Kureishi era confuso, mas singular. Era outra espécie de pioneiro, o primeiro dos muitos “escritores de cor” a ter nascido em solo britânico. “Nasci em Bromley e cresci nos subúrbios de Londres”, ele conta. “V. S. Naipaul e Salman Rushdie nasceram fora. Quando eu tinha 14 anos, era um menino paquistanês que gostava de Jimi Hendrix, usava drogas e queria sexo. Como transformar isso em livro?” Ele segue, em tom levemente professoral: “Você precisa inventar um estilo e um mundo. Era uma nova espécie de realismo inglês”. Kureishi admitia, no passado, ter “negado meu eu paquistanês”, o que significa que sua narrativa mudou. Quando o desafio a falar sobre isso, ele recua ao enigma de sua identidade: “Eu não sabia o que fazer com ela ou que uso ela poderia ter para mim. Meu pai me dizia que se eu mudasse de nome, poderia passar por branco”.

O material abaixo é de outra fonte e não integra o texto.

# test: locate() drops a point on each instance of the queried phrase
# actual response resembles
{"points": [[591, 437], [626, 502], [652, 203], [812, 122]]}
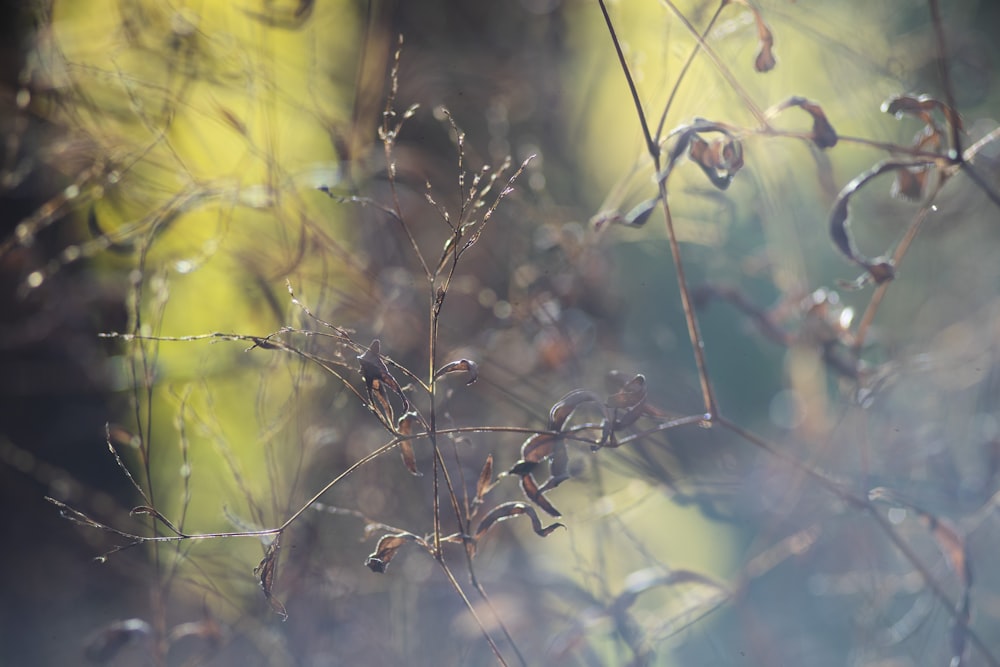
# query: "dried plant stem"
{"points": [[897, 257], [707, 394]]}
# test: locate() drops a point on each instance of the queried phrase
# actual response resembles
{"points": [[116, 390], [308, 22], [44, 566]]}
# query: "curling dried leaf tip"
{"points": [[880, 269], [765, 60], [405, 427], [568, 404], [485, 481], [921, 106], [823, 134], [377, 379], [531, 491], [462, 365], [510, 510], [386, 549], [265, 572]]}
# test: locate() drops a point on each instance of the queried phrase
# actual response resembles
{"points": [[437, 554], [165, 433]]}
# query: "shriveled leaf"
{"points": [[409, 458], [105, 644], [377, 379], [538, 447], [462, 365], [765, 60], [720, 159], [630, 395], [535, 495], [386, 549], [823, 134], [910, 184], [485, 481], [405, 427], [640, 214], [921, 106], [566, 405], [510, 510], [880, 269], [265, 571]]}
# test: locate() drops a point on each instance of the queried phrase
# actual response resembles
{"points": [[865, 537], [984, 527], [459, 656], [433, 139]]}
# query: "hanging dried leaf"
{"points": [[823, 134], [911, 183], [265, 571], [720, 159], [633, 393], [535, 495], [880, 269], [510, 510], [640, 214], [538, 447], [952, 545], [377, 378], [405, 427], [765, 60], [921, 106], [386, 549], [104, 645], [485, 481], [462, 365], [565, 407]]}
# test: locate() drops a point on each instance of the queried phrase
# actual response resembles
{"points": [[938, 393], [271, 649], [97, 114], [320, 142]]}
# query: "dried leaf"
{"points": [[405, 427], [720, 159], [921, 106], [377, 377], [566, 405], [910, 184], [823, 134], [633, 393], [386, 549], [462, 365], [880, 268], [509, 510], [535, 495], [765, 60], [640, 214], [104, 645], [485, 482], [265, 575]]}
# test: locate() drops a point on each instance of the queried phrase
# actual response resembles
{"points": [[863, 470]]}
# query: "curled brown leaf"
{"points": [[405, 427], [377, 378], [921, 106], [510, 510], [386, 549], [531, 491], [566, 405], [485, 481], [462, 365], [880, 269], [265, 572]]}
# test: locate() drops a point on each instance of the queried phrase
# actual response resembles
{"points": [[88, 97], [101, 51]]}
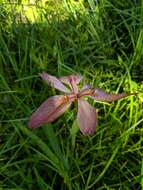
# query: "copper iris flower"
{"points": [[55, 106]]}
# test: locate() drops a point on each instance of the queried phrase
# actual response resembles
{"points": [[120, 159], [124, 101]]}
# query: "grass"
{"points": [[103, 41]]}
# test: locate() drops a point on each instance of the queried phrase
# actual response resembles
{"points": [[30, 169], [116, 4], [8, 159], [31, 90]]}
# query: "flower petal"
{"points": [[85, 87], [72, 80], [100, 95], [49, 110], [53, 81], [87, 117]]}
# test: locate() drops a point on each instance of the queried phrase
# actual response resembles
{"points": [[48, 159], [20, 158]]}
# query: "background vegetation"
{"points": [[101, 40]]}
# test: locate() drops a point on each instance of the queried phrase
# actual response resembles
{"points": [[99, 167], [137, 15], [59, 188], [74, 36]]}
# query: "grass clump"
{"points": [[102, 40]]}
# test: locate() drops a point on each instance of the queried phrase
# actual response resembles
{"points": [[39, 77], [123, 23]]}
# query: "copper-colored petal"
{"points": [[53, 81], [49, 110], [72, 81], [87, 117]]}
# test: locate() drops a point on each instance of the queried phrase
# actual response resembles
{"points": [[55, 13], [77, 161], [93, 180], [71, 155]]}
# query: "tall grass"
{"points": [[103, 41]]}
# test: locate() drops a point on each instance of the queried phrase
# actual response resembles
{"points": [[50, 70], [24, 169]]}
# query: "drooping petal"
{"points": [[85, 87], [49, 110], [72, 81], [87, 117], [100, 95], [53, 81]]}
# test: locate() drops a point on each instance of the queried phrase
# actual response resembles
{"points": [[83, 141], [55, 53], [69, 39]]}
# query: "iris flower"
{"points": [[55, 106]]}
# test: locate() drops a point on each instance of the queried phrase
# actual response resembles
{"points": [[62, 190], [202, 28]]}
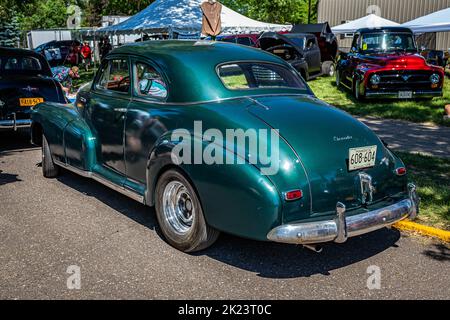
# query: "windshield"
{"points": [[375, 42], [254, 75]]}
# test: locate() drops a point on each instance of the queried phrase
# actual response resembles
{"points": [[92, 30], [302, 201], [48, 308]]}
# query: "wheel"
{"points": [[180, 215], [358, 95], [49, 168], [328, 68]]}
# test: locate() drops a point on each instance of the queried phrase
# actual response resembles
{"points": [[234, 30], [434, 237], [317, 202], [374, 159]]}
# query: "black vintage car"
{"points": [[25, 80], [301, 50]]}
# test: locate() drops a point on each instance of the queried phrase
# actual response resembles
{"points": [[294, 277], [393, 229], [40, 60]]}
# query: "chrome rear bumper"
{"points": [[341, 227]]}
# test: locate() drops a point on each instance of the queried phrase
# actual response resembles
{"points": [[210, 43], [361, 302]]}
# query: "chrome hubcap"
{"points": [[178, 207]]}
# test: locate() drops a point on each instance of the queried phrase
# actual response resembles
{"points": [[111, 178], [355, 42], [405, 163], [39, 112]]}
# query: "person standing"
{"points": [[105, 48], [211, 18]]}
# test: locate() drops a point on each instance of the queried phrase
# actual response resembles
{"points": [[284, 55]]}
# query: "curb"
{"points": [[425, 230]]}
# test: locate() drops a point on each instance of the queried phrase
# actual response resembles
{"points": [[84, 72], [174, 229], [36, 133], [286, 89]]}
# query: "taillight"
{"points": [[400, 171], [293, 195]]}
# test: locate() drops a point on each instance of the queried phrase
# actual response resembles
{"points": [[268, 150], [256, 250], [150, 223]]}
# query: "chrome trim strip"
{"points": [[92, 175], [342, 227]]}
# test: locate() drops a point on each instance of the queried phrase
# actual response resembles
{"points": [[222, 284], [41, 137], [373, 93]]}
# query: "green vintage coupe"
{"points": [[224, 138]]}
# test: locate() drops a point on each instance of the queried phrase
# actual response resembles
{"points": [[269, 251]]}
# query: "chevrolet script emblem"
{"points": [[366, 188]]}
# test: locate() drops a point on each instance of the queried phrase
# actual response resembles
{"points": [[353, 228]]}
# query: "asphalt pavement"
{"points": [[49, 226]]}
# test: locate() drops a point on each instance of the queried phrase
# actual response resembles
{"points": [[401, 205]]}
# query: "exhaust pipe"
{"points": [[312, 247]]}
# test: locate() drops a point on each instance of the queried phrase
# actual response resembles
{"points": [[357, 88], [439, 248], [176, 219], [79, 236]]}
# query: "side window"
{"points": [[115, 76], [149, 83]]}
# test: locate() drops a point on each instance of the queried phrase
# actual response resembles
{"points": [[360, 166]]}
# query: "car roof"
{"points": [[192, 64], [384, 29]]}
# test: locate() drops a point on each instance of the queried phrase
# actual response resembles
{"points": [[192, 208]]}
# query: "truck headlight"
{"points": [[375, 79], [435, 78]]}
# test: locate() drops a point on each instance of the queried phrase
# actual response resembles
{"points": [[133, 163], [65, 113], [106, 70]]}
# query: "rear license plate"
{"points": [[30, 102], [361, 158], [405, 95]]}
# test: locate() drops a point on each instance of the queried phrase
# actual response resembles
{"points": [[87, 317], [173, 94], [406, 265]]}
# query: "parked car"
{"points": [[327, 41], [335, 177], [25, 80], [434, 57], [301, 50], [61, 52], [250, 39], [384, 63]]}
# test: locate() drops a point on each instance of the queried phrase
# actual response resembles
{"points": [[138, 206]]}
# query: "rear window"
{"points": [[251, 75], [19, 63]]}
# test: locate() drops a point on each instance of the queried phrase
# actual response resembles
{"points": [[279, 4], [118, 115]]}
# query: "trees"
{"points": [[44, 14]]}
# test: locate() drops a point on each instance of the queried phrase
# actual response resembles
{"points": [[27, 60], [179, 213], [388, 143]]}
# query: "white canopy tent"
{"points": [[438, 21], [184, 16], [369, 21]]}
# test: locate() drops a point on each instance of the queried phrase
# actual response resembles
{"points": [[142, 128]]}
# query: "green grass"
{"points": [[411, 110], [432, 177]]}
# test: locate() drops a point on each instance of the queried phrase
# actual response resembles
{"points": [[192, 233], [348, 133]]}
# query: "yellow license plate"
{"points": [[30, 102]]}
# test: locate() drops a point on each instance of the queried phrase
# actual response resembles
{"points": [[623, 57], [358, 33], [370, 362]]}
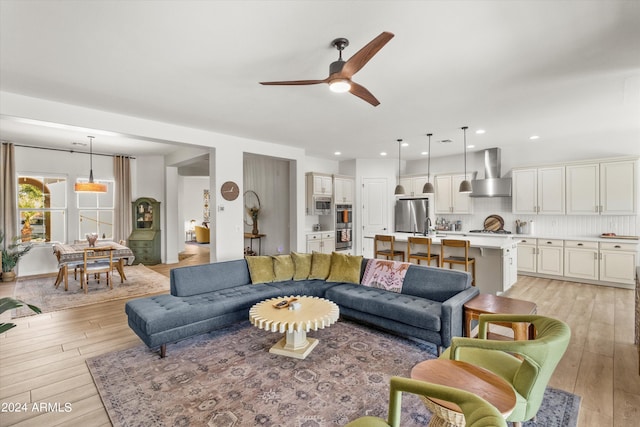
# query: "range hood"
{"points": [[492, 185]]}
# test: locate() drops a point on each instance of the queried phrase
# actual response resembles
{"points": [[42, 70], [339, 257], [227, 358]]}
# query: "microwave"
{"points": [[321, 205]]}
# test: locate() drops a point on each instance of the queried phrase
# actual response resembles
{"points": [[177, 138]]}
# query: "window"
{"points": [[42, 208], [96, 212]]}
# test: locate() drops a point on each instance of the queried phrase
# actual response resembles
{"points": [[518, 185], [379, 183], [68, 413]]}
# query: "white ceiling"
{"points": [[568, 71]]}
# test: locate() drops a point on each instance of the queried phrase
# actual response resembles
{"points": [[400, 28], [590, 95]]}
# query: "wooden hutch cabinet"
{"points": [[145, 237]]}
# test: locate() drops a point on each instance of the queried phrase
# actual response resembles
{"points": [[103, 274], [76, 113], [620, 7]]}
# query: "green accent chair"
{"points": [[530, 371], [477, 411]]}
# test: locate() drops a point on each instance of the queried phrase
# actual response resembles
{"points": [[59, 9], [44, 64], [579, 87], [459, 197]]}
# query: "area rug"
{"points": [[228, 378], [40, 291]]}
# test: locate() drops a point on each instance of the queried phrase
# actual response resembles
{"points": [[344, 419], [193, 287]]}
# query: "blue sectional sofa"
{"points": [[212, 296]]}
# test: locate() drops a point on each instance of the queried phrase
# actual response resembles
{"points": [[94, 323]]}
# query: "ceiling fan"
{"points": [[340, 71]]}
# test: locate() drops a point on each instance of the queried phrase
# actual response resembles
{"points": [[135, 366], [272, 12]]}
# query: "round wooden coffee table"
{"points": [[313, 313], [464, 376]]}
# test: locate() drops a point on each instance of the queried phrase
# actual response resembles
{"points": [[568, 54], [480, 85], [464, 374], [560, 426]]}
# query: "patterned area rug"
{"points": [[40, 291], [228, 378]]}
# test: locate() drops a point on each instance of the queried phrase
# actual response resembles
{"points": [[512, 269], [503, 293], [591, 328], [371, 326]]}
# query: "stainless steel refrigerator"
{"points": [[411, 215]]}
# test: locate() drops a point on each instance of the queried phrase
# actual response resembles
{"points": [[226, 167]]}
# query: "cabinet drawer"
{"points": [[550, 242], [610, 246], [579, 244]]}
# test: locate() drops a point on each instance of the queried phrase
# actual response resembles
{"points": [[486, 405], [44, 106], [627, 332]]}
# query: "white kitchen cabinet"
{"points": [[581, 259], [550, 257], [605, 188], [343, 189], [321, 184], [538, 191], [618, 262], [323, 242], [413, 185], [527, 255], [447, 197]]}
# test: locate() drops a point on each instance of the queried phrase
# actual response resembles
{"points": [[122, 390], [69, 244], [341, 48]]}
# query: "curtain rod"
{"points": [[71, 151]]}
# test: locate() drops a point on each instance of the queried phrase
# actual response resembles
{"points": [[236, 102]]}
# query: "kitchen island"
{"points": [[496, 257]]}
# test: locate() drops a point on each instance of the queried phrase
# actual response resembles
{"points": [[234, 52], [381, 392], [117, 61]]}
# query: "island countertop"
{"points": [[490, 242]]}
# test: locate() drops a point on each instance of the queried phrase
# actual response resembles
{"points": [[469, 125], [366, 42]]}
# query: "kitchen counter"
{"points": [[496, 257]]}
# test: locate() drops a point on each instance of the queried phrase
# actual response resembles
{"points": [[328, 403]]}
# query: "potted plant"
{"points": [[10, 303], [11, 254]]}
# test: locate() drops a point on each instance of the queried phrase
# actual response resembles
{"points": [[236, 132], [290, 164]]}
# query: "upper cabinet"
{"points": [[343, 189], [605, 188], [447, 197], [539, 191], [320, 184]]}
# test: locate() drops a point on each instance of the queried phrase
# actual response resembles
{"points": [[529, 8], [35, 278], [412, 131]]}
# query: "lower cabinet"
{"points": [[323, 242]]}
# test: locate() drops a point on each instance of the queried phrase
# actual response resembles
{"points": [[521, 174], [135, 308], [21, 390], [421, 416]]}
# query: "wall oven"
{"points": [[321, 205], [344, 227]]}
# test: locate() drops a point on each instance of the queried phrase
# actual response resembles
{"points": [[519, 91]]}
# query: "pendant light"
{"points": [[465, 186], [399, 188], [90, 187], [428, 186]]}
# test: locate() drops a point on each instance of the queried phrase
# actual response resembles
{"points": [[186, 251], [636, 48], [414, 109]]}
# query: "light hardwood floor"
{"points": [[43, 359]]}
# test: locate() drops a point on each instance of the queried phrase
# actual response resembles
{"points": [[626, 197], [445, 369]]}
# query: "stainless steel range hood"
{"points": [[492, 185]]}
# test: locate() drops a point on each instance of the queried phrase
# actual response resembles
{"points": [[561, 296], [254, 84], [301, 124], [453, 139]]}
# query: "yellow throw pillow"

Em casa, em Bromley, o território da família não tinha relevância ou significado. Lá, ele era apenas um “paki”. Depois veio Enoch Powell [político direitista e nacionalista britânico] e seu discurso sobre “rios de sangue”. “Foi aterrorizante”, recorda Kureishi. “Achamos que seríamos deportados. Havíamos sido trazidos para cá a fim de ajudar a operar o sistema de saúde pública e os serviços públicos, mas percebemos depois daquilo que éramos apenas ‘pakis’ e negros. Havia muitos skinheads. Meu pai era perseguido ao chegar em casa do trabalho e achava que a vida era difícil demais. Mas eu gostava do meu nome. Não queria mudá-lo para Pete Brown. Por isso, o que tive de fazer foi descobrir quem eu era realmente”.

Ele prossegue: “Era algo que se via com frequência nos anos 1970: negros, gays, mulheres. Tudo isso veio de EP Thompson [historiador, autor de “A Construção da Classe Trabalhadora Inglesa”] e da ideia de que as pessoas comuns também têm história”.

Mas o processo não foi fácil. O avô e os tios de Kureishi nada tinham de comuns. “Eles nos visitavam o tempo todo”, ele recorda. “Meu avô, o coronel, era aterrorizante. Jogava muito, bebia muito, sempre na farra. Correndo atrás de mulheres. Estar perto dele era como estar perto do chefão da máfia. Eles bebiam e fofocavam. Mulheres chegavam e partiam”. Em “Minha Adorável Lavanderia” e em “O Buda do Subúrbio”, encontra-se uma versão da vida do jovem Kureishi. Outro retrato de seu avô pode ser encontrado no personagem Mamoon Azam, o tirânico velho escritor de “The Last Word”. Ao mesmo tempo, e mantendo o habitual jogo duplo, o personagem também se torna uma versão do eu literário de Kureishi.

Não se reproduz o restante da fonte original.